可今天,聞子胥把這張紙撕了,把膿瘡捅開了。
“陛下。”聞子胥再次長揖,聲音平靜下來,卻更顯堅定,“臣請明旨,自今日起,凡再以’門第不足‘’女子不宜‘為由阻才者,一律削職查辦。今歲秋闈,設’寒門榜‘’女子榜‘,名額單列,試卷糊名,由臣親自與國子監祭酒、翰林院掌院共同審閱。及第者,直接面圣,當場授官。”
“荒唐!”仲晴珠嘶聲道,“聞相這是要專權嗎?!”
“仲將軍怕了?”聞子胥看向她,滿眼嘲諷,“將軍難道忘了,若無我祖父當年頒布《興賢令》,你是怎么考上武狀元,又是怎么擊退突厥大軍,重振仲家榮光?”
仲晴珠渾身一顫,竟踉蹌后退兩步,被身后的仲景扶住。
殿中陷入一片死寂。反對的聲音像是被掐住了喉嚨,卻仍有不甘的暗流涌動。
一個穿著三品孔雀補服的老臣顫巍巍出列,是戶部右侍郎鄭沅:“陛下……此事牽涉太廣,倉促決斷恐生變亂。不如先命各部商議細則,徐徐圖之……”
“徐到何時?”聞子胥截斷他的話,“鄭大人,你任戶部侍郎十二年,可曾真正核驗過江南豪族的田畝賬冊?可曾追繳過一筆隱田漏稅?你說的’徐徐圖之‘,是不是要等到寒關再破一次,等到下一個衛賓枉死,才算是時機成熟?”
鄭沅臉色漲紅,指著聞子胥:“你……你……”
“鄭大人沒話說了?”聞子胥上前一步,目光掃過眾臣,“還有哪位大人要勸陛下’徐徐圖之‘?不妨站出來,讓本相看看,是想等到世家把天下田畝兼并殆盡,等到寒門再無一人愿讀書報國,等到邊關將士心寒透骨,才算’時機成熟‘嗎?”
殿中無人應聲。幾個想要出列的老臣,在對上聞子胥那雙寒冰似的眼睛時,都默默退了回去。

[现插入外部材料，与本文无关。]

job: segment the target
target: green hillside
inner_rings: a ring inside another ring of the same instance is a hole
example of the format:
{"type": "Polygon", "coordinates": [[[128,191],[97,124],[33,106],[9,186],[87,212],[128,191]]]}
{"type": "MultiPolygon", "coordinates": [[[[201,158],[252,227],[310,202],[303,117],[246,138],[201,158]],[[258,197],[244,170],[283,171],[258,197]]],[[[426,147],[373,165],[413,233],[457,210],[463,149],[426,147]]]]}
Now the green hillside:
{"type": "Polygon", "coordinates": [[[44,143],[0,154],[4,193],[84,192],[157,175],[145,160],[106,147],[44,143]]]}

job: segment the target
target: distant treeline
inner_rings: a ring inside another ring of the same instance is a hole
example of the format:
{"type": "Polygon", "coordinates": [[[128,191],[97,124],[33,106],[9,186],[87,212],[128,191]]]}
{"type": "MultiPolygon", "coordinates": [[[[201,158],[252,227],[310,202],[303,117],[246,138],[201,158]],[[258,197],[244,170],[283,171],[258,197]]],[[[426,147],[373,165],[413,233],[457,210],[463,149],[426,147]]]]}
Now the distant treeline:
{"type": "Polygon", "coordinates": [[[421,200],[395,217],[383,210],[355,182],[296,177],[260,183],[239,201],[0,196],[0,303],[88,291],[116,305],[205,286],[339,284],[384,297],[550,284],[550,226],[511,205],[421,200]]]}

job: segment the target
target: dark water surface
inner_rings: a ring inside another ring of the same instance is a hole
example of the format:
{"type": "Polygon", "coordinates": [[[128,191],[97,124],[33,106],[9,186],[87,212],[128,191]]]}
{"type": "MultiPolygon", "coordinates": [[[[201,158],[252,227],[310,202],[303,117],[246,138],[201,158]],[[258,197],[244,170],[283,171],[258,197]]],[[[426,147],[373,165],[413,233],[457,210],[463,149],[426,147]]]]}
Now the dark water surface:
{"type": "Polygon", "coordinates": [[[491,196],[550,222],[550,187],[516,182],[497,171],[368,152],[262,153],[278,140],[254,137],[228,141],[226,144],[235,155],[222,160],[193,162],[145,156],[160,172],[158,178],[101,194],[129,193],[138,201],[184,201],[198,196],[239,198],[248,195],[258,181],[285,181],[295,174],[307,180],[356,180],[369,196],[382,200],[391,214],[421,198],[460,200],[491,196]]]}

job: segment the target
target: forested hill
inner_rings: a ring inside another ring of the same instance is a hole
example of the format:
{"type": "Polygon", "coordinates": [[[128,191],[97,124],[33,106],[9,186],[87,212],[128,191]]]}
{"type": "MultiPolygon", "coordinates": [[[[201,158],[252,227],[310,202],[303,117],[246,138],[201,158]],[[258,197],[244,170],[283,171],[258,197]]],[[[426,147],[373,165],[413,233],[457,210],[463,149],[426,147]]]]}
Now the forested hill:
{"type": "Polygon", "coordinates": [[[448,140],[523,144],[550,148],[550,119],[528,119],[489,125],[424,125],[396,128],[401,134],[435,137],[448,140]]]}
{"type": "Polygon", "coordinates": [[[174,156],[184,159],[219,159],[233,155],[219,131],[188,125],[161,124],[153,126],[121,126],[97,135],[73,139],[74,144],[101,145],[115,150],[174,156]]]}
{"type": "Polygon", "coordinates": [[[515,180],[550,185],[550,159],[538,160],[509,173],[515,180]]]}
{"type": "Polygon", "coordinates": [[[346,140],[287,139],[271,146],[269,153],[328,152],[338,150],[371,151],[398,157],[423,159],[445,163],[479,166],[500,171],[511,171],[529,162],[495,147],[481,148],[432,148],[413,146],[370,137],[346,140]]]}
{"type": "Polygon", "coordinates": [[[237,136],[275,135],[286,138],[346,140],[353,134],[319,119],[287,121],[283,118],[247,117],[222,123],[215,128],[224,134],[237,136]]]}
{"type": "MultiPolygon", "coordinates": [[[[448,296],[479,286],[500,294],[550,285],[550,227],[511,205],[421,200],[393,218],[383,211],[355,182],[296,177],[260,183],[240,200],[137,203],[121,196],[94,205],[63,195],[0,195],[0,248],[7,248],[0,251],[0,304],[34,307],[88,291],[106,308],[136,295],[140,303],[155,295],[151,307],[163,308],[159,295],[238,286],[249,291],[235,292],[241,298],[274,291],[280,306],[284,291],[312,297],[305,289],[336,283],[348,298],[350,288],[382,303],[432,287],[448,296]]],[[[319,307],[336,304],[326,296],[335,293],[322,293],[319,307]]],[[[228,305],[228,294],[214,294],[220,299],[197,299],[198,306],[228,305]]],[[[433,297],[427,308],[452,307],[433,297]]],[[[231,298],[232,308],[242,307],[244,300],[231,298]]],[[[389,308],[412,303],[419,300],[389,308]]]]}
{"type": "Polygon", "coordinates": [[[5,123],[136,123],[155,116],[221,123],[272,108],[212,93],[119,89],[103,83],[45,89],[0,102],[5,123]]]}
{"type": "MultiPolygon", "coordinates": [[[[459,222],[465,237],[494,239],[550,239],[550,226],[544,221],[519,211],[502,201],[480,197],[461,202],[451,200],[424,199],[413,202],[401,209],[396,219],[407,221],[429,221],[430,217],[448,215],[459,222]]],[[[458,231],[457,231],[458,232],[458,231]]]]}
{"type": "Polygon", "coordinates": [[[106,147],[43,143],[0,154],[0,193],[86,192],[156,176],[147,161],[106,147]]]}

龍允珩坐在御座上,手指死死攥著扶手。他看向殿內眾人,太子龍璟承低著頭,不敢與他對視;長公主龍璟汐神色平靜,卻也沒有開口的意思;世家重臣們臉色鐵青,卻無人再敢公然反對。
這一刻,他忽然明白了。
聞子胥不是在請求圣裁,他是在逼所有人站隊,要么支持新政,要么被扣上“禍國”“誤國”的帽子。而那些平日里聒噪不已的臣子,在真正的刀鋒面前,都選擇了沉默。
“陛下。”一個蒼老而平靜的聲音響起。
眾人看去,是一直未開口的太師沈潭明。這位三朝老臣緩緩出列,躬身道:“老臣以為,聞相所言……雖言辭激烈,然切中時弊。《興賢令》頒行五十年而形同虛設,確是我等臣子之過。寒門無路,女子無門,長此以往,恐失天下民心。”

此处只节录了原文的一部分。